Uno de los primeros consejos que se recibe en los talleres de escritura es la precaución ante los adjetivos y los peligros que entraña su uso (a ver dónde los colocamos, si delante o detrás del sustantivo, a ver cuántos, si uno o dos y con qué frecuencia).
Yo, sin embargo, cuando oigo hablar mal de ellos me pongo a la defensiva, es decir, que encuentro montones de motivos para defenderlos de sus detractores.
En primer lugar, si al hablar los utilizamos constantemente de manera natural, cuánto más los necesitaremos en la escritura, cuando no tenemos delante de nosotros a aquellos a quienes les contamos nuestras ideas, nuestras historias. Y los defiendo a todos, empezando por los humildes y monótonos demostrativos (este, ese, aquel…) que en la comunicación oral podríamos sustituir, tal vez, por el gesto del dedo que señala a este niño, aquel árbol o esa casa. Más aún a los otros, los calificativos, explicativos, especificativos que son la sal de los textos, imprescindibles para singularizar a nuestros personajes, sus gestos y sus sentimientos, los espacios en los que se mueven y el tiempo en el que suceden sus peripecias. Imprescindibles para explicarle al lector la historia de tal manera que crea que es verdad a pies juntillas.
También opino que la forma de adjetivar es uno de los elementos más importantes de la mirada y el estilo de un escritor. A menudo hago el ejercicio de reescribir un párrafo de cualquier buen escritor intentando eliminar los adjetivos (no todos se dejan, tan importantes son algunos adjetivos).

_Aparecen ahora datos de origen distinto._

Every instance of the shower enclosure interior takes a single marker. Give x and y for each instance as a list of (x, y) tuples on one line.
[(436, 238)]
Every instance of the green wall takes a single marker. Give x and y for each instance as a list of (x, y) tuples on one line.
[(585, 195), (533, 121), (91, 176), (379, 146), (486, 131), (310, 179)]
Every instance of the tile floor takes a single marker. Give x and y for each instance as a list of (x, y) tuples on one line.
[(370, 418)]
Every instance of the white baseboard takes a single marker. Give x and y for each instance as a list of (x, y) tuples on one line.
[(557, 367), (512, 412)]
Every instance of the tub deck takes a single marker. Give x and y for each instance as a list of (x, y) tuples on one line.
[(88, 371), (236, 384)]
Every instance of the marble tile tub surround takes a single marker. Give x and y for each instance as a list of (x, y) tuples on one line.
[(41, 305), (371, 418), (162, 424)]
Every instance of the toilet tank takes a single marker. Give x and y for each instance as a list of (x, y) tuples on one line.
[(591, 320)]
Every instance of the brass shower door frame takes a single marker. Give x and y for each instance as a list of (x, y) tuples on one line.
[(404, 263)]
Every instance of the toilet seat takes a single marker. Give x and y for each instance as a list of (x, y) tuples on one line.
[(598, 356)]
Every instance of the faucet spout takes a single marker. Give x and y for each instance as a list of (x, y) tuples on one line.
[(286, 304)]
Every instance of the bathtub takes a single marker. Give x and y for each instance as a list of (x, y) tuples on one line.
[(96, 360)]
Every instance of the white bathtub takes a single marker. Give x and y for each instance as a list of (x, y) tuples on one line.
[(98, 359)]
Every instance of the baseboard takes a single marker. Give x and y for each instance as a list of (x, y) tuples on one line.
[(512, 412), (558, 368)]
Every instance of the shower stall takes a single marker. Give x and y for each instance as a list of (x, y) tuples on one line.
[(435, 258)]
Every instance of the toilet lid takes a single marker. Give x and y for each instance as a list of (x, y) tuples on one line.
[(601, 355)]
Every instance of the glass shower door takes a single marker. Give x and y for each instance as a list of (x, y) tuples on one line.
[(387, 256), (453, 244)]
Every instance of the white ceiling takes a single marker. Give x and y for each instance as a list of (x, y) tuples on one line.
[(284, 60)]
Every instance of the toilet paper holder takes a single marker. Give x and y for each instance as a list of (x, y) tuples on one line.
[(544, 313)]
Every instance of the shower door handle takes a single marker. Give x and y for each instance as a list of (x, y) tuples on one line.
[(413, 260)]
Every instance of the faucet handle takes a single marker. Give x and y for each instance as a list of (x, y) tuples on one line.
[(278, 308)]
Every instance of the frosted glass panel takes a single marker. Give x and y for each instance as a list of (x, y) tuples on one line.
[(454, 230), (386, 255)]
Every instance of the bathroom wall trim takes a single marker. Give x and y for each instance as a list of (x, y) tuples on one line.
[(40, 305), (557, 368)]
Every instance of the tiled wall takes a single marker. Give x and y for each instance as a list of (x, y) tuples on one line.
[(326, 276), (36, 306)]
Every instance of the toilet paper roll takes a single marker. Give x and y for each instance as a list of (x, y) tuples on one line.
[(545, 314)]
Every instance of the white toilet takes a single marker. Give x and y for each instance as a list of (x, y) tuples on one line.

Tomemos, por ejemplo, el comienzo de la novela El mar, de John Banville:
“Se marcharon, los dioses, el día de la extraña marea. Las aguas de la bahía, toda la mañana bajo un cielo lechoso, habían crecido y crecido, alcanzando alturas inusitadas, las pequeñas olas inundaban una arena reseca que durante años no había conocido otra humedad que la lluvia y lamían las mismísimas bases de las dunas. El casco oxidado del carguero que permanecía encallado en la otra punta de la bahía desde tiempo inmemorial debió de pensar que iban a botarlo. Después de ese día yo no volvería a nadar. Las aves marinas gimoteaban y se lanzaban en picado, nerviosas, al parecer, ante el espectáculo de ese enorme cuenco de agua inflándose como una ampolla de un azul plomizo y brillo maligno. Tenían aquel día una blancura antinatural, los pájaros. Las olas depositaban una orla de sucia espuma amarilla en el límite de las aguas. Ningún barco estropeaba la línea del alto horizonte. No nadaría, no, nunca más”.
Reescrito sin adjetivos, o solo con los imposibles de eliminar, quedaría así:
Se marcharon, los dioses, el día de la marea. Las aguas de la bahía, toda la mañana bajo el cielo, habían crecido y crecido, alcanzando altura, las olas inundaban la arena que durante años no había conocido otra humedad que la lluvia y lamían las bases de las dunas. El casco del carguero que permanecía encallado en la punta de la bahía desde tiempo, debió pensar que iban a botarlo. Después de ese día yo no volvería a nadar. Las aves gimoteaban y se lanzaban en picado, nerviosas, al parecer, ante el espectáculo del cuenco de agua inflándose como una ampolla de azul y brillo. Tenían aquel día una blancura antinatural, los pájaros. Las olas depositaban una orla de espuma en el límite de las aguas. Ningún barco estropeaba la línea del horizonte. No nadaría, no, nunca más.
Más de veinte adjetivos de los que he tenido que respetar seis para no romper la sintaxis. Como resultado, vemos menos lo que Banville nos cuenta y entendemos peor el significado del párrafo. Porque, con los adjetivos, se ha ido una buena parte del énfasis que el narrador y el protagonista aplicaban al relato de la incipiente historia, a los hechos singulares del día de la extraña marea. Nos perdemos también la atmósfera única que los adjetivos habían creado al salpicar el texto. El mar nos deja de impresionar si ya no es un cuenco enorme de azul plomizo y brillo maligno (a veces, los escritores celebran matrimonios indisolubles entre nombres y adjetivos, como Banville con este brillo maligno del mar) y sus olas solo dejan espuma, como todas las olas, no esa sucia espuma amarilla del día de la extraña marea.
Y todo esto solo en el primer párrafo de la novela que, aparte de maravilloso es descriptivo. Empezar una novela o un relato describiendo es otro de los procedimientos denostados en los talleres de escritura. Pero esa es otra historia.